A working backend engineer at Razorpay or Zerodha or Hotstar does not redesign their structs every week. But they do read flamegraphs every week, and the answer to "this loop is slower than it should be" is layout often enough — perhaps a quarter of the time — that the discipline of asking "how many bytes per record does this loop actually read?" pays off as a permanent habit. The bytes you don't read are the bytes you pay the most for.
One final calibration: the 6x speedup measured on the c6i.4xlarge in this chapter is the floor, not the ceiling. On hardware where DRAM is more constrained (small EC2 instance types with throttled memory bandwidth, ARM-based mobile-class servers), the ratio approaches 10x. On 4-socket servers where AoS records straddle NUMA nodes, the ratio crosses 15x once cross-socket coherence enters. The trend goes one way: as cores get faster relative to DRAM, the cost of wasted bandwidth grows. A loop that pays a 2x layout tax today will pay a 4x tax on the same code in five years' time, because DRAM is not getting faster, but cores are. Cache-friendly layout is a discipline that compounds: every refactor that pulls payload-only data into the hot loop is an investment that pays down for the lifetime of the code.
References
- Ulrich Drepper, "What Every Programmer Should Know About Memory" (2007) — §6.2 (data layout), still the single best treatment of cache-friendly layout 18 years on.
- Brendan Gregg, Systems Performance (2nd ed., 2020) — §6.4 (cache analysis), §6.6 (PMU counters for layout-driven misses).
- Intel® 64 and IA-32 Architectures Optimization Reference Manual — §3.6 (data layout for cache locality), §B.4 (relevant uncore PMU events).
- Daniel Lemire, "Data structures benchmarks: AoS vs SoA" — careful microbenchmarks showing where the layout effects appear and where they don't.
- Mark Raasveldt and Hannes Mühleisen, "Don't Hold My Data Hostage — A Case for Client Protocol Redesign" (VLDB 2017) — DuckDB's argument for column-major all the way through, with measurements.
- Apache Arrow columnar format spec — the production answer to "what does SoA look like as a serialisation format".

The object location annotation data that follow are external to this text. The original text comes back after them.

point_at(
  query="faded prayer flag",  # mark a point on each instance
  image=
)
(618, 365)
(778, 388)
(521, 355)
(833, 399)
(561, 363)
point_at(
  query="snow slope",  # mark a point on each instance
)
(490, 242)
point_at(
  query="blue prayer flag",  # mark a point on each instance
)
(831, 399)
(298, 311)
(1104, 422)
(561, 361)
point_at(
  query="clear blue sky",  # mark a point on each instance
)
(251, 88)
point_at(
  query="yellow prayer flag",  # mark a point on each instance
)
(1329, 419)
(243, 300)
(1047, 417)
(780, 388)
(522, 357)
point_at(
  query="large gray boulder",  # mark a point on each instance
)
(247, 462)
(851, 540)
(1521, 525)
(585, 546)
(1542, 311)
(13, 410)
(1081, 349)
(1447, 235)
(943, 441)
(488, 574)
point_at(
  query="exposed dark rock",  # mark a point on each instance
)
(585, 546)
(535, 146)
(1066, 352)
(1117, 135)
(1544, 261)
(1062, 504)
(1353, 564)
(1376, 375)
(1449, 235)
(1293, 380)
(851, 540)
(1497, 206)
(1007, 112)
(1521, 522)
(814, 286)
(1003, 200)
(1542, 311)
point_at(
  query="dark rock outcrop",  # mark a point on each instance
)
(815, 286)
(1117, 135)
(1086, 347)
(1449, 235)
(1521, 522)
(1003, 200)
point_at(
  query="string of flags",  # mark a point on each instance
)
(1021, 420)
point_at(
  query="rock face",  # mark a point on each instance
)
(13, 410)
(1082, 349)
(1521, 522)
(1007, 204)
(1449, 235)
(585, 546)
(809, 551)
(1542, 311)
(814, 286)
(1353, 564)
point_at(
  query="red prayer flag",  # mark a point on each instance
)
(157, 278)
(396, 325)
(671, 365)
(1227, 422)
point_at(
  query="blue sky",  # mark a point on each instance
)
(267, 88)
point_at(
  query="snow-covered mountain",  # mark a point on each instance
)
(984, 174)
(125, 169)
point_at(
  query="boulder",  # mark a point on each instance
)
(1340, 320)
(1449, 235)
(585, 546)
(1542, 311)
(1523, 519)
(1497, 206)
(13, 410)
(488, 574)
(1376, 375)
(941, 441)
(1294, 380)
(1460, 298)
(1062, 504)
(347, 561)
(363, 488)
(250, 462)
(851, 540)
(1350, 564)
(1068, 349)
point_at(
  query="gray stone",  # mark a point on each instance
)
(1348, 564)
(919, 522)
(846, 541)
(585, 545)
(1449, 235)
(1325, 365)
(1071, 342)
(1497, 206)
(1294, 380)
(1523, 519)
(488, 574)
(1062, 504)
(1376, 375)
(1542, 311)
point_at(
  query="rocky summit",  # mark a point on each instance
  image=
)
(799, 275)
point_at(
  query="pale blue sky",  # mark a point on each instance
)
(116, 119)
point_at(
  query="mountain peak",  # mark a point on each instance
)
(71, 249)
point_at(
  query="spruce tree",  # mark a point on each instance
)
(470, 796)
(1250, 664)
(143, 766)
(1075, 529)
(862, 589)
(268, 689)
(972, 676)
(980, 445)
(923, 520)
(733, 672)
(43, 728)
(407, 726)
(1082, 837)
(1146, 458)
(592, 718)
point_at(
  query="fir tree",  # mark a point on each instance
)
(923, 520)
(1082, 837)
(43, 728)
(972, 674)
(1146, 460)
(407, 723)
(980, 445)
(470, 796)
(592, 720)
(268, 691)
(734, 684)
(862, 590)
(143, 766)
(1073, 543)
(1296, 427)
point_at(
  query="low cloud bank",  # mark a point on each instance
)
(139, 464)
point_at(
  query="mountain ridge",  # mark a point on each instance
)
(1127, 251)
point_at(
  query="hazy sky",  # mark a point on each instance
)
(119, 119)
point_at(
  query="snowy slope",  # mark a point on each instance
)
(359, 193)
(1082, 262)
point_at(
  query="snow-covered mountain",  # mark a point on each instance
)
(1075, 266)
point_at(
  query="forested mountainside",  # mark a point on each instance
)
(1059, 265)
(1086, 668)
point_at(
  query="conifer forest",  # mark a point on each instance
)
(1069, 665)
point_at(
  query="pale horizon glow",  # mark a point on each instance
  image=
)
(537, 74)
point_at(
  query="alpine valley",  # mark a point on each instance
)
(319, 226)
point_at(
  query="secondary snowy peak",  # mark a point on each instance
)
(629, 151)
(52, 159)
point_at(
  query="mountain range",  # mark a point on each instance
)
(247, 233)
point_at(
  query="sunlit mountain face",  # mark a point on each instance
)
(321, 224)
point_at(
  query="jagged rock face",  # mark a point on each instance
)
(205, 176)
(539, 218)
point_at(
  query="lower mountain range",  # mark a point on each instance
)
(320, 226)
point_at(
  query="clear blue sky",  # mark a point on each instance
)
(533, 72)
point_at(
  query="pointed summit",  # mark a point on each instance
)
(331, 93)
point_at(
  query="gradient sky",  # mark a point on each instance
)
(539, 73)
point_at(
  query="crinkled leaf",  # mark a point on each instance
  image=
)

- /wiki/cache-lines-and-why-64-bytes-rules-everything — the line-level substrate that makes layout decisions matter.
- /wiki/false-sharing-the-silent-killer — the coherence-driven reason some structs need padding even when the hot loop is single-threaded-friendly.
The unifying message for any reader who works on hot-path Indian-scale services: cache-friendly layout is not exotic optimisation. It is the lowest-effort, highest-ROI lever in performance engineering after fixing algorithmic mistakes. A senior engineer at Razorpay or Hotstar will tell you the same thing — most of the wins they ship in any given quarter come from layout work, because the surrounding codebase rarely had layout in mind when it was written. The opportunity is sitting in plain sight in nearly every backend service over a thousand lines.